J’ai été rapporteur de la commission d’enquête sur l’explosion de l’usine AZF. Nous sommes parvenus aux même conclusions et en avons tiré un certain nombre de conséquences. Si l’audition d’aujourd'hui permet d’arriver à un tel résultat, je crois que nous aurons progressé. Je suis donc d’accord avec vous, mais je considère qu’il y a quelques années, le travail n’aurait pas été fait de cette manière.

M. Dominique Minière. – Le premier responsable de la sûreté, c’est l’exploitant. S’il se passait quoi que ce soit dans ce pays, le premier à en répondre serait EDF. C’est d’ailleurs ce qu’ont montré les accidents nucléaires intervenus dans d’autres pays.

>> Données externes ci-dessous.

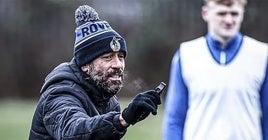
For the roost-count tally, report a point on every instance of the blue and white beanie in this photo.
(94, 37)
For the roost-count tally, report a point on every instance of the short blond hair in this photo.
(228, 2)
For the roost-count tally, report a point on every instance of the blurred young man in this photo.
(218, 88)
(78, 98)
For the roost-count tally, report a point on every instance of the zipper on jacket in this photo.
(222, 58)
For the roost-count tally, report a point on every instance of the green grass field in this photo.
(16, 116)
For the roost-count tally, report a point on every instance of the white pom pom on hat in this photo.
(94, 36)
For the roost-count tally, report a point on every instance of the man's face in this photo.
(223, 21)
(106, 71)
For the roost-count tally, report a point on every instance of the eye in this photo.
(234, 14)
(222, 13)
(107, 56)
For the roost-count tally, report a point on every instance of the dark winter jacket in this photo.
(72, 108)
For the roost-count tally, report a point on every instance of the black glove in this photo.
(141, 106)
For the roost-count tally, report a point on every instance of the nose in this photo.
(117, 63)
(228, 18)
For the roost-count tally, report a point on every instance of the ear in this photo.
(204, 12)
(85, 68)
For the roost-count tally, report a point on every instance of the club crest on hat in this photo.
(115, 44)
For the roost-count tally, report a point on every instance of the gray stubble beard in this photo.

À Fukushima, ce n’est pas l’autorité de sûreté ou le constructeur du réacteur, mais l’exploitant qui a assumé sa responsabilité. C’est nous qui avons demandé, depuis le moment où le sujet de la cuve est apparu en avril 2015, qu’on aille au bout des problèmes, en identifiant d’autres sujets techniques. On n’a pas arrêté de dire qu’on veut savoir s’il y a d’autres sujets techniques, non pas pour être embêtés mais tout simplement parce que c’est nous qui assumons la responsabilité. Si quelque chose d’important est intervenu nous voulons en être informés et l’analyser.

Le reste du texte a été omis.